You probably have lived the instant in which you don’t know what is going to happen, and you feel suspended, without the chance to foretell how the story is going to develop. Gregory Crewdson puts us in front of characters arranged for dramatic effects, appearing absorbed and looking completely unaware of the existence of the viewers. We, the viewers, might foresee what happened a moment before, but it is the anxiety to know what is going to happen the moment after the shot that overwhelms us, leaving us looking these dramatic scenes that offer ambiguous narrative suggestions and blurring the boundaries between fiction and reality. These are Crewdson tableaux, precisely tableaux vivants French words for ‘living pictures’ static scenes containing one or more actors or models.
The man behind these tableaux is Gregory Crewdson, a master photographer born in Brooklyn. Crewdson experimented with photography in college not taking it seriously, he saw it as a creative out let and hobby. He attended Yale University receiving his Master of Fine Arts. His senior thesis embodied everyday life through portraiture of Lee, Massachusetts residents, the same location that inspired his first series Natural Wonder (1992-1997).
Dramatic and cinematic photographs that usually take place in small-town America often featuring disturbing and surreal events, his pictures are thus elaborately staged and lit. The number of people working on the set is similar to the number of people working on a movie set, about 40. Indeed, the scenes are complex intended to explore the everyday drama of an ordinary American man.
Crewdson said that he is interested in everything is inexplicable that means finding an unexpected mystery in everyday life. For this reason, the setting of his pictures must appear familiar, as well as the costumes, the furniture, and the subjects.
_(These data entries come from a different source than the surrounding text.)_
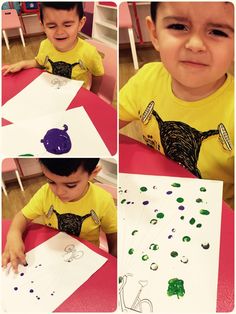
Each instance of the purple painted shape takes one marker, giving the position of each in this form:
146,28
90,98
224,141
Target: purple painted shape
57,141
Then, it is the light and colour that give the scene another atmosphere, they charge it with something more.
The themes he touches are human connection and separation, intimacy and isolation echoing both for themes and narrative style painter Edward Hopper and the American literature of Raymond Carver. Hollywood has also influenced the photographer, his shots are like freeze-frame of Hollywood films, a connection underlined by actors like Gwyneth Paltrow, Julian Moore and Tilda Swinton, as well, that Crewdson chose as actors of his tableaux in the microcosm of anonymous suburbs.
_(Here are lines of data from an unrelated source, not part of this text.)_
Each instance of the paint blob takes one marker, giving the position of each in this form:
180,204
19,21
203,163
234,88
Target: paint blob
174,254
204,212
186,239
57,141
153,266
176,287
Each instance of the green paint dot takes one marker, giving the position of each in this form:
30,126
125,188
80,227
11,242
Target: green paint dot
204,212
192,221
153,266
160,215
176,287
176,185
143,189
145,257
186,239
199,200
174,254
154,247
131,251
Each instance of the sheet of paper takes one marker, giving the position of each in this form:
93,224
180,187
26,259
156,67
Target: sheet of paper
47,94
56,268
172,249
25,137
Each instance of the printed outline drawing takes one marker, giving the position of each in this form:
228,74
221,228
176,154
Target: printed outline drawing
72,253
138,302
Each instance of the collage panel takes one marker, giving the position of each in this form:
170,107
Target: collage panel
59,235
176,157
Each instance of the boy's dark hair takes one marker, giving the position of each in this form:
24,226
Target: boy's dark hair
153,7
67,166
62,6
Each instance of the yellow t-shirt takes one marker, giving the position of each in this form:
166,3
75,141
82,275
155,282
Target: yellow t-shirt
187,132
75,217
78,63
In the deep forests of Becket, in western Massachusetts, the artist has recently found a new inspiration and created his latest series Cathedral of the Pines. Reminiscences of his childhood, his family once had a log cabin there, and a shift into something new. Crewdson has always used small-town America in his photographs, but here he has shifted into a more remote and more isolated countryside, and for the first time in Crewdson’s work featuring friends and family.
These theatrical, high budget shots are curated in each small detail, very close to be perfect, but as Crewdson said: “My pictures are in the intersection of wanting to create a perfect work and the impossibility of doing so”.